Die ganze Zeit beobachtete dabei Trius. Er wirkte müde und gebrochen. Alles schien schief zu laufen, seit er an der Macht war. Trotzdem war ich auch wütend auf ihm. Nicht ein Wort hatte er darüber verloren. Erst jetzt, wo es so gut wie zu spät war. Was wenn diesen Kindern doch etwas zugestoßen war? Wenn man nur nicht gut genug nach ihnen oder ihren Leichen gesucht hatte?

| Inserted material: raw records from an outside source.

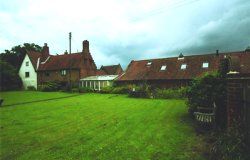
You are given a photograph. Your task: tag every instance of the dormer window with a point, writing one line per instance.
(184, 66)
(205, 65)
(63, 72)
(163, 68)
(149, 63)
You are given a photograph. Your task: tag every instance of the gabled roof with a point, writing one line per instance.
(66, 61)
(100, 72)
(112, 69)
(151, 69)
(33, 56)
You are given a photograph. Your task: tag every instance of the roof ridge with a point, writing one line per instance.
(194, 55)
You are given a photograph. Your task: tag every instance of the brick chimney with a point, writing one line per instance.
(85, 46)
(45, 52)
(66, 52)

Ein kalter Schauer lief mir über den Rücken und ich war froh, als die Versammlung für heute beendet wurde.
„Primrue. Daphne. Karlic“, Ich schaffte es gerade so ein stöhnen zu unterdrücken, als ich die Stimme des Präsidenten hinter mir hörte. Mit einen zwanghaften Lächeln drehte ich mich um. Aus dem Augenwinkel sah ich, dass die anderen beiden Aufgeforderten es mir nachmachten. „Auf ein Wort bitte.“
Ohne auf unsere Zustimmung zu warten, verließ er den Raum durch seine eigene Tür und zwang uns damit ihm zu folgen. 
Ich wechselte einen kurzen Blick mit Karlic, doch er zuckte auch nur mit den Schultern. Als Daphne mich auch noch mit ihrem zugeschwollenen Auge an funkelte, beschloss ich, dass es besser war, Trius zu folgen.

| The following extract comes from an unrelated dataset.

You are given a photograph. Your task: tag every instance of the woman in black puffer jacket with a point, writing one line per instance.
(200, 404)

Er wartete schon im angrenzenden Raum auf uns, auch wenn er den Teppich zu betrachten schien.
„Du wolltest uns sprechen.“, begann ich das Schweigen zu brechen, und hörte Karlic und Daphne hinter mir, die Luft einsogen.
„Ich habe von eurer kleinen... Meinungsverschiedenheit gestern gehört.“, mit einem sanften Lächeln drehte er sich um und erinnerte eher an den Jungen, der sich immer hinter dem Stuhl seiner Mutter versteckt hatte, wenn er meine Eltern sah. „Euch ist doch hoffentlich bewusst, dass dies nach außen hin nicht so gut aussehen, wenn zwei Diplomatinnen sich...“ er nahm einen Zettel von seinem Schreibtisch, „ich zitiere; sich auf dem Boden wälzend die Haare ausreißen.“
„Sie hat angefangen.“, zischte Daphne hinter mir.
„Möchtest du auch etwas dazu sagen, Primrue?“, stand mir Trius zu und ich konnte nur an eine Erwiderung denken.
„Ich hab ihr versucht die Augen auszustechen und nicht ihre Haare auszureißen.“ 
Daphne, die nun neben mir stand, funkelte mich wütend an, aber ich konnte Karlics schmunzeln hinter mir, regelrecht spüren.
„Nun gut.“, begann Trius, um auch Daphnes Aufmerksamkeit wieder auf ihn zurück zu ziehen. „Da eure... Missverständnisse … immer noch nicht aus dem Weg geräumt scheinen, werdet ihr ein paar extra Aufgaben von mir bekommen.“
„Extraaufgaben.“ Ich mochte den Klang dieses Wortes ganz und gar nicht. Trius schein dies nicht zu interessieren.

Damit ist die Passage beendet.